I suspect the age-related shift from making bone to making fat isn't just about losing BMP activity. It looks more like a stoichiometric drift in how receptors and ligands interact. In this scenario, BMP ligands are sequestered by TGF-β receptors, specifically ALK5. This leads to a pro-senescent p-SMAD3 signal rather than the pro-osteogenic p-SMAD1/5/8 signal we’d expect.

The ALK5 Sequestration Hypothesis

Healthy MSCs use ALK2, 3, or 6 to move the SMAD1/5/8 pathway along. But aging changes the niche. We see upregulated TGF-β/SMAD3 signaling and a loss of SIRT6-mediated H3K27me3 repression. When SIRT6 stops keeping that repression in check, the resulting epigenetic collapse leads to an overabundance of ALK5 (TGFBR1) and its accessory proteins. This creates a signaling sink.

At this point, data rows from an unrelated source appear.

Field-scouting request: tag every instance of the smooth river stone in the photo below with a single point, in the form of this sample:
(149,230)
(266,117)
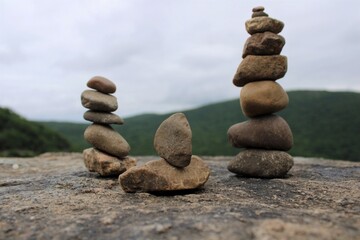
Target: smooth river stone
(263,24)
(261,163)
(103,117)
(172,140)
(105,164)
(266,43)
(98,101)
(263,97)
(101,84)
(266,132)
(105,138)
(258,68)
(159,176)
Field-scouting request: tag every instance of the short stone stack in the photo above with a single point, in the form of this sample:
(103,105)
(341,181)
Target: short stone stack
(109,155)
(265,136)
(177,169)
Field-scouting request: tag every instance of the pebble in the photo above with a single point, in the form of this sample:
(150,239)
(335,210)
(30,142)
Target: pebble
(98,101)
(103,117)
(106,139)
(263,24)
(261,163)
(101,84)
(266,43)
(159,176)
(262,97)
(257,68)
(172,140)
(105,164)
(266,132)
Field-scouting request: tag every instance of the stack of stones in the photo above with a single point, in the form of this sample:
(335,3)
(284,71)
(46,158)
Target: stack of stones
(265,136)
(177,169)
(108,157)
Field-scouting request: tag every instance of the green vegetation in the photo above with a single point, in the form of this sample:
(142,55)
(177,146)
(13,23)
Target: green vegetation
(19,137)
(324,124)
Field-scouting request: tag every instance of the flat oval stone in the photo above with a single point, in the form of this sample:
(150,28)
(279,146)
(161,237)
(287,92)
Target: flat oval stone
(106,139)
(261,163)
(105,164)
(257,68)
(98,101)
(263,97)
(103,117)
(266,132)
(266,43)
(159,176)
(101,84)
(258,9)
(259,14)
(172,140)
(263,24)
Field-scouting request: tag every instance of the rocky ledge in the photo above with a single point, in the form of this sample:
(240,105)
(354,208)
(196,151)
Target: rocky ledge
(53,196)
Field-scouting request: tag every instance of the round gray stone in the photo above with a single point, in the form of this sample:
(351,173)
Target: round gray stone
(103,117)
(101,84)
(266,132)
(106,139)
(261,163)
(98,101)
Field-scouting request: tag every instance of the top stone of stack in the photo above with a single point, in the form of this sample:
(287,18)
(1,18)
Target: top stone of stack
(260,22)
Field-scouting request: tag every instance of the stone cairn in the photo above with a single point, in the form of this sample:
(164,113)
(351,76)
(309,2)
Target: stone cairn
(109,155)
(177,169)
(265,136)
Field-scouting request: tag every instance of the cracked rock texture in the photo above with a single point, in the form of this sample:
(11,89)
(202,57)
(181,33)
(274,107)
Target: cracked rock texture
(53,196)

In this model, the lack of SIRT6 allows the ALK5 receptor pool to expand. Because BMP ligands like BMP4 and BMP7 have a moderate affinity for TGF-β type I receptors under certain conditions, the excess ALK5 in aged MSCs acts as a decoy. Instead of forming the usual osteogenic complex, BMP ligands are diverted into ALK5/TGFBR2 complexes. This triggers a "cross-talk" phosphorylation of SMAD3 instead of SMAD1.

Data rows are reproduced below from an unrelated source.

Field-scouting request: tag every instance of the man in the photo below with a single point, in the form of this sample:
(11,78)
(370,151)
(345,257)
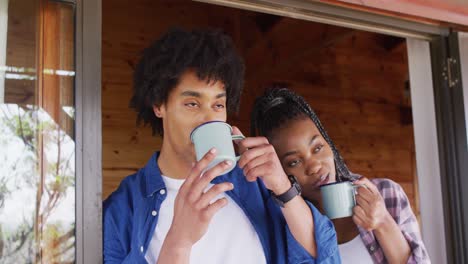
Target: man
(171,212)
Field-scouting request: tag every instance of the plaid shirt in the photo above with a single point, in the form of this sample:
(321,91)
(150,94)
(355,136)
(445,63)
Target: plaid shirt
(398,206)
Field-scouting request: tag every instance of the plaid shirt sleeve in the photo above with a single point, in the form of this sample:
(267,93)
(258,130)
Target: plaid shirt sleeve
(399,207)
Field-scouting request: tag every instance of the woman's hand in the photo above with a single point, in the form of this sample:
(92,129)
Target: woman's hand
(370,211)
(259,160)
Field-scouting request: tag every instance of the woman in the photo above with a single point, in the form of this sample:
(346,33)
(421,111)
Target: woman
(383,228)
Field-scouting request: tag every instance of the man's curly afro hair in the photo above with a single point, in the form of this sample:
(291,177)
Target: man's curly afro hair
(209,53)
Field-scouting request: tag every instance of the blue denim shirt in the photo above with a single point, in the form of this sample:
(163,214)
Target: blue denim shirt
(129,223)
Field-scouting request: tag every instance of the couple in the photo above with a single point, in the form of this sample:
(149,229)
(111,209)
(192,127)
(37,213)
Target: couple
(171,212)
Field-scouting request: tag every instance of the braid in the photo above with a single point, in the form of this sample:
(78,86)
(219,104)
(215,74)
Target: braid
(279,105)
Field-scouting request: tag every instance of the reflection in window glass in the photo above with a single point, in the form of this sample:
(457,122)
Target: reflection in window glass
(37,148)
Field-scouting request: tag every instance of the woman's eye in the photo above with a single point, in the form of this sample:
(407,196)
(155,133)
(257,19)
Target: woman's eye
(191,105)
(293,163)
(318,148)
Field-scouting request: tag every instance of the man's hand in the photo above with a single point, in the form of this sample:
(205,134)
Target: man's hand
(193,209)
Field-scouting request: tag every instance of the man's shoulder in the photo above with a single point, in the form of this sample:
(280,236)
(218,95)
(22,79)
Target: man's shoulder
(130,188)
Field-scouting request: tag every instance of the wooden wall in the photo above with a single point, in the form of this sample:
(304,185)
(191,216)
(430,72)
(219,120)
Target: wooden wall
(356,81)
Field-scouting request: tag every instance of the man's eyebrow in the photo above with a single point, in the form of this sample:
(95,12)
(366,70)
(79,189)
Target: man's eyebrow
(221,95)
(190,93)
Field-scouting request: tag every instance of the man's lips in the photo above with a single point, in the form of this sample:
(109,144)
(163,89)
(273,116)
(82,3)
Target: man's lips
(322,180)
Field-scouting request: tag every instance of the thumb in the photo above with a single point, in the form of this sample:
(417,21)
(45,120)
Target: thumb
(236,131)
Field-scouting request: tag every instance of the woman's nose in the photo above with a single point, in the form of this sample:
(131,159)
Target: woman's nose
(313,167)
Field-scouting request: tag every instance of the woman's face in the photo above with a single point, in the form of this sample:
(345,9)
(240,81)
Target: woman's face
(304,153)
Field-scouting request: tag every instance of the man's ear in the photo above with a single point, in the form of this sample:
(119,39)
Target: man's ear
(158,111)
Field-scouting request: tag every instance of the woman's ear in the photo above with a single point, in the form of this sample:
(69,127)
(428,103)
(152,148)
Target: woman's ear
(158,111)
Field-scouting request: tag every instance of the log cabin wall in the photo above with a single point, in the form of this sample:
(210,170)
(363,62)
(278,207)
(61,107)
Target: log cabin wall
(356,81)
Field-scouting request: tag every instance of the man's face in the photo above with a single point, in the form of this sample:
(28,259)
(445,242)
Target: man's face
(191,103)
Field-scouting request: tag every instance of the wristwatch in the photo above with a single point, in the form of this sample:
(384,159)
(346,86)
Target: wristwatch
(295,190)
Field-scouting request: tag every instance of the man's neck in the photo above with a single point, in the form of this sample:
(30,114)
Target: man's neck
(173,164)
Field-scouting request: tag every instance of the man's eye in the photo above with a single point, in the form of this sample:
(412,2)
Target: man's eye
(293,163)
(191,104)
(318,148)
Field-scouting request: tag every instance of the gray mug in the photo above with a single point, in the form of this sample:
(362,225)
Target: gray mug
(215,134)
(339,198)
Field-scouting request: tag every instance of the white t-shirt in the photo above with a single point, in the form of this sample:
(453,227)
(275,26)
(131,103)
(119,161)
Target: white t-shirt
(355,251)
(230,238)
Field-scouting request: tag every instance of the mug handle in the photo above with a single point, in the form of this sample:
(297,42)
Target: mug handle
(355,186)
(237,137)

This shift explains a few things that haven't quite added up before:

1. Senescence Induction: SMAD3 signaling is a known driver of p21 and p16 expression in senescent MSCs.
2. Lineage Plasticity: Dual activation of SMAD2/3 by BMP ligands could explain why Runx2+ preosteoblasts start expressing adipogenic markers, as SMAD3 can work with C/EBPβ to push lipid droplet formation.
3. Inflammatory Feed-forward: The Adipoq-lineage secretome likely produces ligands that keep ALK5 dominant, effectively locking the niche in a state where osteogenic BMPs are trapped in pro-fat pathways.

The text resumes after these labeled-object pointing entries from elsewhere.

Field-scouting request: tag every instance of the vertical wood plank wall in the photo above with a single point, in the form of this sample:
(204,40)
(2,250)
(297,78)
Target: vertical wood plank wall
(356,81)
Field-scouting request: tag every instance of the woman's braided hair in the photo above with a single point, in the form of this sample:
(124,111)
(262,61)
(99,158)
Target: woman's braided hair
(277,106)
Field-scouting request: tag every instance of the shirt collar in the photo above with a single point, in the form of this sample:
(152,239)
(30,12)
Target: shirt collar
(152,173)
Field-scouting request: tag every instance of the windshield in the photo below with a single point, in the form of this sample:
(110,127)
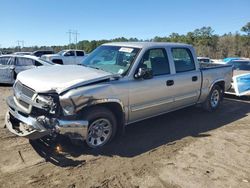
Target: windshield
(204,60)
(241,65)
(113,59)
(45,62)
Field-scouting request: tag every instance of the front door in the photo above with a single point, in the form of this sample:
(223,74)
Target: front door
(6,70)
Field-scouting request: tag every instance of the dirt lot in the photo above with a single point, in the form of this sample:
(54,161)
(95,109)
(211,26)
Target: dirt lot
(187,148)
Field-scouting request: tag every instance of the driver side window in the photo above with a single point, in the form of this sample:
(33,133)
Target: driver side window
(157,60)
(69,53)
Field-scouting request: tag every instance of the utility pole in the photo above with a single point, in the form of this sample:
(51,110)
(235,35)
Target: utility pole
(69,32)
(19,42)
(76,34)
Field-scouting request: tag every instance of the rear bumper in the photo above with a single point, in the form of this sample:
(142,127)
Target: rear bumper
(29,127)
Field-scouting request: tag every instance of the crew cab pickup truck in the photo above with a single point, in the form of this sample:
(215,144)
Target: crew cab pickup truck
(116,85)
(66,57)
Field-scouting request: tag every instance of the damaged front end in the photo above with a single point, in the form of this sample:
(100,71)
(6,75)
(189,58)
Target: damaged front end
(33,115)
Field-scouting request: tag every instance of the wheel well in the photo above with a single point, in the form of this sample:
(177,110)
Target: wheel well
(117,110)
(57,61)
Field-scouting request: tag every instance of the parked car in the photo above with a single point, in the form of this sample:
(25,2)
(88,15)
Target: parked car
(39,53)
(117,84)
(11,65)
(204,59)
(22,53)
(241,71)
(66,57)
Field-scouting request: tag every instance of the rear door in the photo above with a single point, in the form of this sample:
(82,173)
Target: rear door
(187,77)
(6,70)
(150,97)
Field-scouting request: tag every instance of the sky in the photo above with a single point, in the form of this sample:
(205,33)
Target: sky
(46,22)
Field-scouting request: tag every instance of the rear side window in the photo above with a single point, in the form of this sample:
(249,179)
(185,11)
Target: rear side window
(79,53)
(21,61)
(156,59)
(38,63)
(183,60)
(70,53)
(4,60)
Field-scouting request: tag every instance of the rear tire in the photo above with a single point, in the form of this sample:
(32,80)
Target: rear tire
(102,126)
(214,99)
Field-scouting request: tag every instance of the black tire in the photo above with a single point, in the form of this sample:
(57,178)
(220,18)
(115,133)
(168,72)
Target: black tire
(97,114)
(214,99)
(57,61)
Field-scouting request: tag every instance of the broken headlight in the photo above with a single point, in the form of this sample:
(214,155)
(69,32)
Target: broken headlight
(46,102)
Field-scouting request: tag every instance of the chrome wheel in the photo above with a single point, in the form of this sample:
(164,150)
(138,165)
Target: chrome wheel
(99,132)
(215,98)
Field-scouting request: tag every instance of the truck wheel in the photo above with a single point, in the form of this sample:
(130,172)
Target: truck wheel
(214,99)
(102,126)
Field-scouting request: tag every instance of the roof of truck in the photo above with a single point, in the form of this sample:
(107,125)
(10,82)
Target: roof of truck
(147,44)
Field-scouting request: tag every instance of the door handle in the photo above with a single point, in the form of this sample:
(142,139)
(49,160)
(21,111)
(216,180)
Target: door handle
(194,78)
(170,82)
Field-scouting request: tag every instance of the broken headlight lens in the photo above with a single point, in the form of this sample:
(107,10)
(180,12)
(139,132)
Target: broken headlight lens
(44,101)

Falsifiability and Testing

We can test this by modulating the ALK5/ALK3 ratio in aged MSCs. If this hypothesis holds water, we should see the following:

• Ligand Switching: In aged MSCs, BMP4 treatment will result in a higher p-SMAD3:p-SMAD1 ratio than what we see in young MSCs.
• Rescue via Competitive Inhibition: Small-molecule inhibition of ALK5 (using something like SB431542) or shRNA-mediated knockdown of ALK5 in aged MSCs shouldn't just stop senescence; it should restore BMP4-induced p-SMAD1/5/8 translocation and bone formation.
• Epigenetic Restoration: Overexpressing SIRT6 should specifically downregulate ALK5 surface expression, "unplugging" the SMAD3 sink and restoring canonical BMP/SMAD signaling.

If blocking ALK5 doesn't restore p-SMAD1/5/8 phosphorylation after BMP stimulation, then the sequestration isn't happening at the receptor level. In that case, the block is likely further downstream, perhaps involving Smurf1-mediated degradation or defects in nuclear transport.